Key details of the charter and its transition include:
- Leadership: Mercury appointed Jon Auxier—an alum of SoFi, Goldman Sachs, and Green Dot—as the CEO of the proposed Mercury Bank. Auxier previously helped lead the implementation of SoFi’s own national bank charter, which was conditionally approved in 2022.
- Product Autonomy: Mercury CEO and co-founder Immad Akhund highlighted that the charter is essential for closing key product gaps: "Our customers have been asking for Zelle, for expanded lending, for payment infrastructure we actually control. We couldn’t give them those things without a bank charter... This is how we start closing them."
- Sponsor-Bank De-risking: Obtaining a charter allows Mercury to direct-connect to Fedwire and ACH, offer FDIC-insured deposits, and issue credit cards under its own bank, dramatically reducing its long-term reliance on sponsor banks. Mercury's current partner network includes Choice Financial Group, Column National Association, and card issuer Patriot Bank.
- Next Steps: The conditional approval transitions Mercury Bank into its "organization phase," during which it must satisfy capital, governance, and preopening conditions laid out by the OCC, alongside securing final approvals for deposit insurance from the FDIC and bank holding company status from the Federal Reserve.
Part of a Fast-Tracked De Novo Wave
Mercury’s approval is a flagship event in a broader de novo chartering surge in 2026, fostered by a friendlier regulatory landscape under the Trump administration. With OCC Comptroller Jonathan Gould and FDIC Chair Travis Hill backing an increase in de novo chartering, the median approval timeline for bank charters has plummeted to 166 days (down from a high of 321 days in 2024), according to Klaros Group.

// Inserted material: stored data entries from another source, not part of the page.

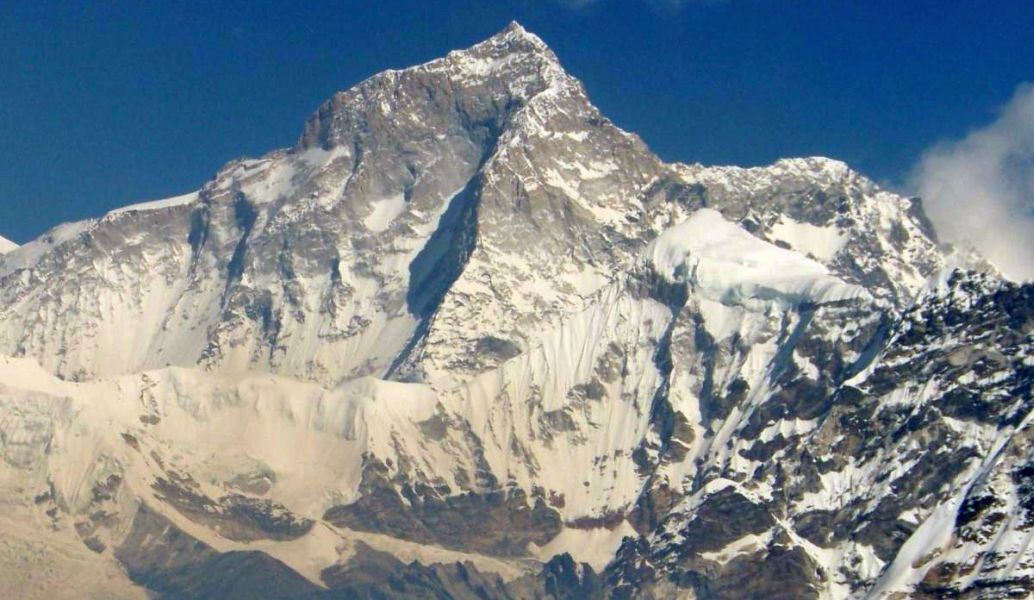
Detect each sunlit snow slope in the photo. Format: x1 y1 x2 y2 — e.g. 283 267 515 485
0 235 16 255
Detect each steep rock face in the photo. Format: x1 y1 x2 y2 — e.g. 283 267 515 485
115 505 321 600
0 23 667 388
0 22 1030 600
603 271 1033 598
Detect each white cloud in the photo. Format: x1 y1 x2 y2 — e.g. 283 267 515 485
909 83 1034 281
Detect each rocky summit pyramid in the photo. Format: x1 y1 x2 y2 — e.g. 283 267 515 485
0 22 1030 599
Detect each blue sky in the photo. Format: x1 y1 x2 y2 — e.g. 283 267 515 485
2 0 1033 251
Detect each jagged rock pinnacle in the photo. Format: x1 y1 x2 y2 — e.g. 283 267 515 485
297 23 564 151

This regulatory shift has enabled a wave of other major approvals and applications:
- Nubank received conditional OCC approval for its national bank charter on January 29, 2026.
- Erebor Bank achieved a full de novo national bank charter in February 2026.
- UBS gained final approval for a US national bank charter in 2026.
- Ford, GM, and Edward Jones secured conditional industrial loan company (ILC) charter approvals from the FDIC.
- Upstart, Revolut, Bunq, and Mission Lane have active applications undergoing fast-tracked review.
Launching AI Financial Agents
Capitalizing on its unified platform architecture, Mercury also launched a suite of AI financial agents designed to automate complex back-office workflows for startups. These agents handle tasks such as real-time cash flow forecasting, automated tax compliance prep, and intelligent accounts payable routing, positioning Mercury as a comprehensive, AI-native operating system for business finance.